先日、日帰り釣り体験レディースツアーが留萌港沖堤で行われた。昨年も同じ場所で同じ時期にツアーが行われたのだが、そのときに比べると、釣果はダウンした感が否めない。この日の留萌周辺は、昨年同時期より海面水温が約3度も高く、昨年はあれだけ釣れた良型ガヤが、水の冷たい深場へ移動してしまったのだ。晴天でかつ日中の釣り、というのも追い打ちを掛けた。そんな悪条件にも関わらず、26人中、ボウズが1人だけだったのは奇跡的。これもひとえに、あの極暑の中で一生懸命釣りに励んだ、参加者の頑張りによることろが大きい。しかも彼女たちは例外なく、カメラを向けるとニッコリほほ笑んでくれるのだ。今回ほど、普段の取材との違いを痛感させられたことはない。

普段の取材では、取材対象の大半は男性である。中心はだいたい40代から70代まで。彼らは、魚が釣れていると機嫌がいい。釣れればうれしいのは、釣り人共通の感情だから当然だ。しかし問題は、今回のツアーのように、あまり釣れないときの反応である。釣れていないから、当然、彼らは不機嫌だ。そんなとき、「釣れてますか?」などと声を掛けようものなら、チラと一瞥をくれただけで振り向きもせず、「釣れてない」と不機嫌な声色で返してくる。

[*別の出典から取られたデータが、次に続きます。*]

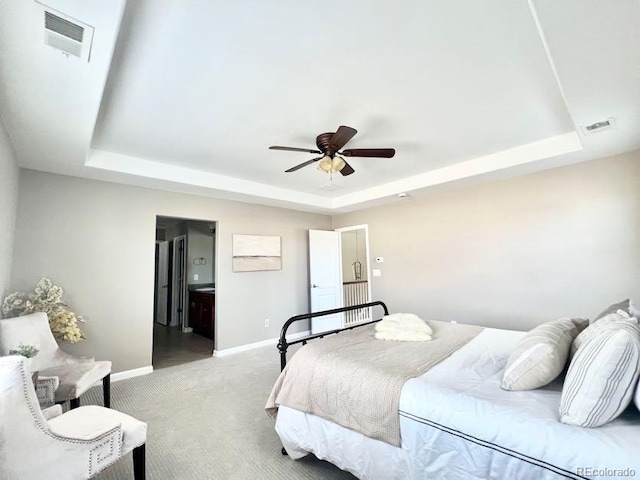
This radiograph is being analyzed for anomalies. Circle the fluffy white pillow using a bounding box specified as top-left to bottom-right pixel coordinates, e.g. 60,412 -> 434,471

しかし、これはまだいい方。背中越しに声を掛けた途端、まるで歌舞伎役者が大見得を切るように大げさに振り返って私をにらみ、「アァ? なんも釣れてねえよ!」と吐き捨て、ついでにツバもペッ!と吐き捨てられたことがある。ああ、ツアーに参加してくれた女性たちの天使のような優しい笑顔に比べ、なんとまあ下品で憎たらしいんだろう。

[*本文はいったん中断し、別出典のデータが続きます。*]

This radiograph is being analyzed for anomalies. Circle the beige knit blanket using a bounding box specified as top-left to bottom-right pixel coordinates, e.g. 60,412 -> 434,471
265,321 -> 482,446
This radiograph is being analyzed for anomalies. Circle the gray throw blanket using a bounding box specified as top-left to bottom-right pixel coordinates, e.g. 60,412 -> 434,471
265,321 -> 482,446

もちろんこんな非常識な人はごく一部だが、そんなとき、ツアーに参加してくれた女性がこの人の隣で笑顔でいてくれただけで、きっと対応は変わっていたはず。あの笑顔には、おじさん釣り師は誰でも、もうメロメロの秒殺ノックアウト状態になってしまうのだ。釣れない釣り場特有の、あの重苦しい雰囲気をがらりと変えてくれるもの。それは1匹の大物でも、100匹の大漁でもなく、たった1人の釣りガールかもしれない。